The patent document 1 listed below relates to a system of measuring the noise generated in a semiconductor device, and the patent document 2 relates to a digital noise generation circuit capable of quantitatively controlling the amount of generated noise.

Patent Document 1: Japanese Laid-open Patent Publication No. 2006-214987

Patent Document 2: Japanese Laid-open Patent Publication No. 2001-264394

SUMMARY

According to an aspect of the embodiment, an integrated circuit includes an input terminal, an internal circuit, an output circuit, a drive signal input circuit, a drive signal input terminal, and a power supply line.

The input terminal receives an electric signal from outside. The internal circuit generates a digital signal according to the electric signal, and outputs the digital signal to an output signal line. The output circuit sets a voltage value of the digital signal to a prescribed value. The power supply line supplies power to the output circuit from a power supply terminal. The drive signal input terminal receives a drive signal from outside, and the drive signal input circuit inputs the drive signal to the output circuit, and drives the output circuit independent of the digital signal by using the drive signal.

The object and advantages of the invention will be realized and attained by means of the elements and combinations particularly pointed out in the claims.

It is to be understood that both the foregoing general description and the following detailed description are exemplary and explanatory and are not restrictive of the invention, as claimed.

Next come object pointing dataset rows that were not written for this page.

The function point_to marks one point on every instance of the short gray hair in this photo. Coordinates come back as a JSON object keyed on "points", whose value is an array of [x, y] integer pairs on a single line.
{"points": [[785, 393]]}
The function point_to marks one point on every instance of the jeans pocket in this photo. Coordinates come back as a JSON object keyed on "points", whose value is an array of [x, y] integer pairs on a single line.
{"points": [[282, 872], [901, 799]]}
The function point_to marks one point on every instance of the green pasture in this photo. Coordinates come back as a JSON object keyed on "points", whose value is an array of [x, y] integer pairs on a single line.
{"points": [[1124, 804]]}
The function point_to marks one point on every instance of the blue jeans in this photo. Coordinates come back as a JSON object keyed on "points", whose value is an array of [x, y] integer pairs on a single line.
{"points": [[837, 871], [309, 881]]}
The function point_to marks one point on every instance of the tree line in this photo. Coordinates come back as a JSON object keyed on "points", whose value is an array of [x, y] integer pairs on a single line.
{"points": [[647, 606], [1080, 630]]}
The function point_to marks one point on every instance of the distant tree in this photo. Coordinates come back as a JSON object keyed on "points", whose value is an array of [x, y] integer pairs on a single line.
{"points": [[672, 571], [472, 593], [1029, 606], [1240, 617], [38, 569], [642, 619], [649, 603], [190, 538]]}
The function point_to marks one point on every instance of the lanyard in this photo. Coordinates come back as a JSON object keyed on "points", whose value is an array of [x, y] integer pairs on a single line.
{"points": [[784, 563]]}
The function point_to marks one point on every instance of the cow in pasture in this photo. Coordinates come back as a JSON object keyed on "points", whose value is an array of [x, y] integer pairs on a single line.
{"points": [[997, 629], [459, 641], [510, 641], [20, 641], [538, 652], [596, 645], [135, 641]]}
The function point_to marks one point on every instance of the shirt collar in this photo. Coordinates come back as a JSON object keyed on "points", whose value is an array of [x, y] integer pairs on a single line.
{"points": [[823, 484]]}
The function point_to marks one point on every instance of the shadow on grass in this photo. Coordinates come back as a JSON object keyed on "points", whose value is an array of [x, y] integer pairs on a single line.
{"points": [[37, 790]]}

BRIEF DESCRIPTION OF DRAWINGS

FIG. 1 illustrates the generation of EMI noise;

FIG. 2 illustrates a conventional noise measuring method;

FIG. 3 is a configuration diagram of an integrated circuit according to an embodiment;

FIG. 4 is a configuration diagram of the first LSI;

FIG. 5 is a configuration diagram of an output driver circuit;

FIG. 6 illustrates measuring noise of an LSI;

FIG. 7 is a configuration diagram of the second LSI;

FIG. 8 is a configuration diagram of the third LSI;

FIG. 9 is a configuration diagram of the fourth LSI;

FIG. 10 is a configuration diagram of the fifth LSI;

FIG. 11 illustrates measuring a noise spectrum;

FIG. 12 is a configuration diagram of the sixth LSI; and

FIG. 13 illustrates an LSI including a plurality of dies.

DESCRIPTION OF EMBODIMENTS

In the electronic device 32 illustrated in FIG. 2, when the evaluation of EMI noise is performed only for the LSI 44, it is considered that the configuration similar to that illustrated in FIG. 2 is used. In this case, there is the following problem.

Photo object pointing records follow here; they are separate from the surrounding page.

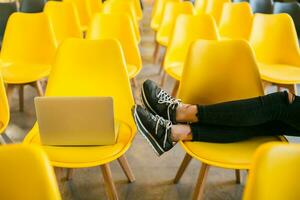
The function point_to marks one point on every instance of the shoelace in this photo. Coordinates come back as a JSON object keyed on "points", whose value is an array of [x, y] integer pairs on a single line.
{"points": [[168, 125], [164, 97]]}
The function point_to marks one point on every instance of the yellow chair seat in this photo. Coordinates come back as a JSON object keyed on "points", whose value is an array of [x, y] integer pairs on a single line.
{"points": [[175, 70], [18, 73], [228, 155], [132, 70], [283, 74], [84, 156], [163, 40], [154, 26]]}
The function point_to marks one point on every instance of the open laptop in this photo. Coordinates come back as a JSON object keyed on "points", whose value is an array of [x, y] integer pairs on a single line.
{"points": [[76, 121]]}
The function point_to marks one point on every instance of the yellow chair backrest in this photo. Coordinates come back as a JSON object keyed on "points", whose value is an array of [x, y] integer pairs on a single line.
{"points": [[200, 6], [159, 12], [135, 5], [236, 20], [26, 173], [171, 12], [95, 6], [4, 107], [275, 173], [123, 8], [274, 39], [118, 27], [83, 8], [93, 68], [64, 20], [215, 7], [219, 71], [189, 28], [28, 38]]}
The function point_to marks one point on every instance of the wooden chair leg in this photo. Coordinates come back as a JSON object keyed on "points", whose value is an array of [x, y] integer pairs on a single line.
{"points": [[175, 89], [265, 84], [126, 168], [292, 88], [39, 88], [9, 91], [238, 176], [107, 176], [134, 82], [58, 173], [186, 160], [156, 53], [70, 173], [163, 79], [200, 182], [161, 68], [21, 98]]}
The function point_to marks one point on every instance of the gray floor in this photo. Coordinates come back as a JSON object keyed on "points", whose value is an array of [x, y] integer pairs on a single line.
{"points": [[153, 175]]}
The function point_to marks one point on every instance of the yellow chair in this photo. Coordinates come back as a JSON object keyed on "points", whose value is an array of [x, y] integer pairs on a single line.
{"points": [[118, 27], [26, 174], [95, 6], [138, 9], [188, 28], [84, 10], [275, 173], [275, 43], [158, 13], [123, 8], [215, 7], [154, 7], [92, 68], [211, 67], [200, 6], [4, 107], [64, 20], [171, 11], [27, 52], [136, 6], [236, 21]]}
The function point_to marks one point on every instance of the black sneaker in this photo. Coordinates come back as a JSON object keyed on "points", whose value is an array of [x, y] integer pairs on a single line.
{"points": [[155, 129], [158, 101]]}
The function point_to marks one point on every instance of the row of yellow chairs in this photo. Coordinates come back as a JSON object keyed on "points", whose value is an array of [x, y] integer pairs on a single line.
{"points": [[68, 77], [272, 163], [27, 53], [88, 68], [176, 32], [106, 66], [87, 8], [211, 67]]}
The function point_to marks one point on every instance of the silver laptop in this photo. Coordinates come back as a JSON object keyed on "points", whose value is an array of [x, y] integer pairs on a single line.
{"points": [[72, 121]]}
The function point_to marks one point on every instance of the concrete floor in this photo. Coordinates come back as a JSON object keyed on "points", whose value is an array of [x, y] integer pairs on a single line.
{"points": [[153, 174]]}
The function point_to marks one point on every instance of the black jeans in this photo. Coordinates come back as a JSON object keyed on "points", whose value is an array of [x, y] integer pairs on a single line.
{"points": [[267, 115]]}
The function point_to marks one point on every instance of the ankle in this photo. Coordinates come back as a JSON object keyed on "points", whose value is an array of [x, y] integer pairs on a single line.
{"points": [[186, 113], [181, 132]]}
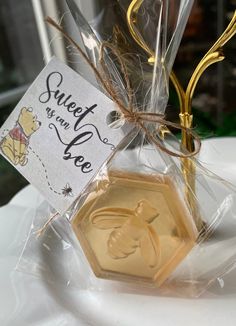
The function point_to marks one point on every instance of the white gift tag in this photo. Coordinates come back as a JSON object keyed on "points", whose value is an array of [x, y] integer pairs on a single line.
{"points": [[57, 137]]}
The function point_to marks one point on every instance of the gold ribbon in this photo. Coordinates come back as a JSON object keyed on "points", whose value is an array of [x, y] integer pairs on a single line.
{"points": [[136, 117]]}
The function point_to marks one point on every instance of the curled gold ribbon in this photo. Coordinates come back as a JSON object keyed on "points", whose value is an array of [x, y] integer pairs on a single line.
{"points": [[136, 117]]}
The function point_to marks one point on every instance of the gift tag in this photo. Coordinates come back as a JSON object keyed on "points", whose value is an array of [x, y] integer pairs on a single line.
{"points": [[58, 137]]}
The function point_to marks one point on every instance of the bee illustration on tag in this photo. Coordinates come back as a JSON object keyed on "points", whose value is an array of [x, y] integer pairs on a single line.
{"points": [[132, 230]]}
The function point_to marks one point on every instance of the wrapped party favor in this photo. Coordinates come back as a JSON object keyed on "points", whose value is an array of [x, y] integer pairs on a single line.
{"points": [[151, 215]]}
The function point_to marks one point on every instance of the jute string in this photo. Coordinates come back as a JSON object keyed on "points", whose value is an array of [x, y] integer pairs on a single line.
{"points": [[138, 118]]}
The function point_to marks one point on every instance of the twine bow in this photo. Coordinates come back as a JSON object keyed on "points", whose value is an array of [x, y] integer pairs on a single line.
{"points": [[136, 117]]}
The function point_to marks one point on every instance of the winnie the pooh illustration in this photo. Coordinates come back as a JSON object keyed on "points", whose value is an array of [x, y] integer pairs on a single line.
{"points": [[14, 145]]}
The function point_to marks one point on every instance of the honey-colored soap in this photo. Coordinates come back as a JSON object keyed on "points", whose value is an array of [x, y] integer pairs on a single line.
{"points": [[135, 228]]}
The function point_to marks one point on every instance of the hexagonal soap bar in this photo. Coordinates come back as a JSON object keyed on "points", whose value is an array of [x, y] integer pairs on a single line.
{"points": [[135, 228]]}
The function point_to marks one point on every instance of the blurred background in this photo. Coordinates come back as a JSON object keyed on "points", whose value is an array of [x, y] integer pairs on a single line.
{"points": [[26, 44]]}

• • Although the evaluation is performed only for the LSI 44, the clock oscillation circuit 42 and the external circuit 43 are required for operation of the LSI 44.
  • If the type of the LSI 44 is varied, dedicated circuit and substrate for the external circuit 43 are required, and a corresponding cost and number of process steps are demanded.
  • The evaluation accuracy is reduced by the generation of the EMI noise of the clock oscillation circuit 42 and the external circuit 43 in addition to the EMI noise of the LSI 44 to be evaluated.
  • It is necessary to read the control program 45 in advance.

It is considered that there occurs a similar problem when measuring noise of other integrated circuits in addition to the configuration illustrated in FIG. 2.

FIG. 3 is a configuration diagram of an integrated circuit according to an embodiment. The integrated circuit in FIG. 3 includes an input terminal 101, an internal circuit 102, an output circuit 103, a drive signal input circuit 104, a drive signal input terminal 105, and a power supply line 106.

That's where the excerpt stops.